Materials and Methods
A single-centre, retrospective study was conducted between June 2011 and December 2015 in IMS and SUM hospital, SOA University, Bhubaneswar, Odisha, India, and approved by the Institutional Ethical Committee. Total 257 patients operated for SCHF fracture at our institute were reviewed retrospectively. Out of 257 (146 medial-lateral pin, 111 lateral pin) cases, those met our inclusion criteria were included in this study. Data was collected from medical records and image database. The Inclusion criteria were age between 2 to 12 years, unilateral fracture, closed Gartland type III SCHF, duration of injury beyond two days and not more than 14 days. The exclusion criteria were age less than two years or greater than 12 years, bilateral fracture, presenting less than two days after the injury, associated injury in the ipsilateral limb, previous fracture in the same limb, open fracture, unsatisfactory closed reduction requiring open reduction, associated neurovascular injury requiring surgical exploration.
Hospital databases were reviewed to determine the time since injury and arrival at hospital (emergency department or outpatient clinics), preoperative and postoperative neurovascular examination, other pertinent physical examination findings (i.e., closed injury versus open injury), reason of delay in treatment or surgery, perioperative complications or postoperative complications, hospital stay in days and resolution of any neurological or vascular compromise.

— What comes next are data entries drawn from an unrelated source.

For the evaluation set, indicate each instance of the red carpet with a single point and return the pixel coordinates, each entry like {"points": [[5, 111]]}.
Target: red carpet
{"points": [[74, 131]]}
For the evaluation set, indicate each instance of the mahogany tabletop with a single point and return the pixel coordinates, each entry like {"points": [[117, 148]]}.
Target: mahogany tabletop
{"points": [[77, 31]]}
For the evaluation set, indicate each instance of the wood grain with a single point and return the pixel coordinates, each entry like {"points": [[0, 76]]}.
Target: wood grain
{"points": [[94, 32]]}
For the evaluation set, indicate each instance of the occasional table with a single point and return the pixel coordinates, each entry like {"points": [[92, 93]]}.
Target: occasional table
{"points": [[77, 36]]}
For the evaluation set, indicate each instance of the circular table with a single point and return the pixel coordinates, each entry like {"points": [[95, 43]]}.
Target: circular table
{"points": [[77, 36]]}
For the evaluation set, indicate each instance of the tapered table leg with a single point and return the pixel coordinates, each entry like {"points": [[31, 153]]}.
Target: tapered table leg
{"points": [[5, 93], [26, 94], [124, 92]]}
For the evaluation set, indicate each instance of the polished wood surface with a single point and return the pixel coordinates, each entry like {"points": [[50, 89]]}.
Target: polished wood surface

Radiographic evaluation done to determine the type-III nature of the fractures, the classification of those fractures type into posterolateral and posteromedial categories. Preoperative, intraoperative and postoperative radiographs were examined to determine fracture type, accuracy of reduction.
Surgical Technique
Until October 2013, medial and lateral cross K-wire fixation technique was used for SCHF (Group A). After October 2013 onward all patients were operated with lateral K-wire fixation (Group B) as per preference of surgeons. All the children underwent general anaesthesia, closed reduction and percutaneous pinning done under fluoroscopy. The surgeon selected the pin size to be used according to the age of the child and the size of the arm (usually 1.6 mm for younger (<6 year) children and 1.8 mm to 2.0 mm for older (≥ 6 year) children). In Group A [Table/Fig-1], for this medial and lateral entry technique, one pin was inserted first from the lateral aspect of the elbow across the lateral cortex to engage the medial cortex with the elbow in hyperflexion. The massive swelling in these delayed cases made palpation of medial epicondyle difficult, hence, the elbow kept in <90° to prevent anterior subluxation of ulnar nerve and the medial pin passed through a mini open (mini medial incision) technique across medial condyle to engage lateral cortex as described by Green DW et al., [18].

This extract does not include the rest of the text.